De 1982 à 1998, il redevient une force d'appoint pour le chancelier chrétien-démocrate Helmut Kohl avec Hans-Dietrich Genscher qui conserve son poste de vice-chancelier et de ministre des Affaires étrangères jusqu’en 1992. De nouveau dans l'opposition depuis 1998, le FDP, dirigé depuis 2001 par Guido Westerwelle, espérait constituer le gouvernement avec les chrétiens-démocrates après les élections législatives anticipées de septembre 2005. Malgré une progression de 2,5 points de pourcentage qui en fait, avec 9,8 % des suffrages, à nouveau la troisième force politique d'Allemagne, le parti (67 000 adhérents) partage pourtant les bancs de l'opposition avec le parti de la Gauche (Die Linke) et les Verts, face à la grande coalition constituée en novembre 2005 par la CDU-CSU et le SPD.

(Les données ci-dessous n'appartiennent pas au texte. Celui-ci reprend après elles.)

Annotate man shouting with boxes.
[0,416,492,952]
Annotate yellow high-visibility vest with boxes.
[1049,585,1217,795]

Après avoir obtenu de très bons scores aux régionales de Bavière, en septembre 2008, et de Hesse, en janvier, le FDP participe désormais au gouvernement des cinq Länder les plus peuplés d'Allemagne. Aux élections européennes de juin 2009, il affiche la plus forte progression (4,9 %) et obtient 11 % des suffrages, soit le meilleur résultat jamais obtenu par ce parti à une élection européenne. Portés par un score triomphal de 14,6 % obtenu à l'issue des législatives de septembre 2009, les libéraux peuvent former un gouvernement avec les chrétiens-démocrates.

Cependant, la chute rapide de popularité de Guido Westerwelle après sa nomination à la tête des Affaires étrangères, nuit également à sa formation qui s’effondre aux élections régionales organisées en 2011 en étant éliminée de cinq Parlements sur sept dont celui de Berlin, une série de défaites que ne peut enrayer le remplacement de G. Westerwelle par Philipp Rösler à la tête du parti. Les défaites successives aux élections régionales sont le prélude à son effondrement aux élections législatives de septembre 2013. Avec 4,8 % des suffrages, le parti n’atteint pas le seuil des 5 % de voix nécessaire pour siéger. Pour la première fois de son histoire, il est ainsi éliminé du Bundestag. Philipp Rösler et la direction du FDP démissionnent : une refondation du parti s’avère désormais nécessaire.